The advertisement including the slogan “Stop Migrants and Drahos. This Country Belongs to Us!” and a call on people to vote for Zeman appeared in the Denik and Pravo newspapers, ordered by the Euro-Agency company.
Martin Joachymstal, an expert in political marketing, told CTK that the advertisement, also signed by the Friends of Milos Zeman Association, is “very sharp and aggressive.”
“With the second [election] round ahead, confrontational and aggressive Milos Zeman has entered the scene,” Joachymstal said.
Zeman is very well aware that everything is at stake, he added.
Karel Kominek, head of the Institute of Political Marketing (IPM), said the advertisement’s goal is to mobilise the supporters of Zeman and those who are considering whether to vote for Zeman or to shun the runoff vote.
Zeman’s strongest weapon is his style close to ordinary people’s. His voters often say he “is ours,” Kominek said.
“What is rather embarrassing is the use of a five-year-old photo [of Zeman in the advertisement], by which his office further fuels the questions about the health condition of the president,” Kominek said.
Drahos and Zeman, who emerged the most successful of all nine candidates from the first round of the election on January 12-13, will face each other in TV debates for the first time next week, because Zeman previously shunned such debates.
Joachymstal said he expects the TV duels to force Drahos to make clear statements and take more unambiguous positions, which he tried to avoid doing before the first round.
He and Kominek said the result of the runoff may be influenced by the two rivals’ capability of facing an expedient spreading of fake news.

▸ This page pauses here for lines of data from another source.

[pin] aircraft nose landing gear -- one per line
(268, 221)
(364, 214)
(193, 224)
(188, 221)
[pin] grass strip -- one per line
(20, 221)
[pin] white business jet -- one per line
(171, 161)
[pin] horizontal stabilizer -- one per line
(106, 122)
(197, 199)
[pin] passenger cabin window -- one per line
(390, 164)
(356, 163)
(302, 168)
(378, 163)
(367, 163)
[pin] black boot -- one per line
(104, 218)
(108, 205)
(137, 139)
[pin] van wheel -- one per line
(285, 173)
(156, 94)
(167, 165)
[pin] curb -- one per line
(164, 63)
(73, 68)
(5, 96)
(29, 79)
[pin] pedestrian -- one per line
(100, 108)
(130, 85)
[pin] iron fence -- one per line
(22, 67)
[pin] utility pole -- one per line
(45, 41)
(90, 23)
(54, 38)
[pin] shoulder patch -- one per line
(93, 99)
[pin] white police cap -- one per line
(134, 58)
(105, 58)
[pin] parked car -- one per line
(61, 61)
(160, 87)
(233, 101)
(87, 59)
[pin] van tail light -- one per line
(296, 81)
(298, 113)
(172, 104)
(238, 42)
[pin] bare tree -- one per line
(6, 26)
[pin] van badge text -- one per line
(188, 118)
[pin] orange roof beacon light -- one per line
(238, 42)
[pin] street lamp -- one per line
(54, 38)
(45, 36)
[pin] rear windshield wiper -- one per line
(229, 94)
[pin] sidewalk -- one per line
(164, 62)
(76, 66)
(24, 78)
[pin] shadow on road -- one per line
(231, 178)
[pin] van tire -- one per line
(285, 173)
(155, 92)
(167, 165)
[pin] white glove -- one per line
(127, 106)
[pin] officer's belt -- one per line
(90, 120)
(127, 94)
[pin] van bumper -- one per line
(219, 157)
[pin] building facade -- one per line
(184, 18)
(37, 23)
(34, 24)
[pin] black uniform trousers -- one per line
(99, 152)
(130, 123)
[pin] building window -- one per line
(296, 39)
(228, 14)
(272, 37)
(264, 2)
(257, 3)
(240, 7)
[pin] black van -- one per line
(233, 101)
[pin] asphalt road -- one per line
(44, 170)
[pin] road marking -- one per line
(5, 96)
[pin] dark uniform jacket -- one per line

“The volume of disinformation and its graveness can be expected to rise with the election drawing nearer,” Kominek said.
Unfounded information has been spread about both candidates. In the case of Zeman, it usually concerns his health.
In the case of Drahos, a variety of speculations has emerged, also about his approach to migration, at which the new advertisement alludes.
“The candidates must thoroughly monitor these activities and fight against the potentially dangerous ones. Otherwise they could intensify and have a real harmful influence [on the candidates’ prospects],” Joachymstal said.
Kominek said the most marked difference between Zeman and Drahos is in their public appearances.
“A dignified conduct and a certain nobleness is typical of the Jiri Drahos brand and the biggest difference compared with Milos Zeman,” Kominek said.
In the final phase of the presidential race, Drahos may be harmed by his own unimpressiveness, while Zeman may deter voters by ill-considered lash-outs at Drahos.
“If Zeman’s team overdoes the attacks, it may turn undecided voters’ attention to Drahos, whom they would view as a victim,” Kominek said.
Joachymstal said such attacks might backfire on Zeman and strip him of an important portion of voter support.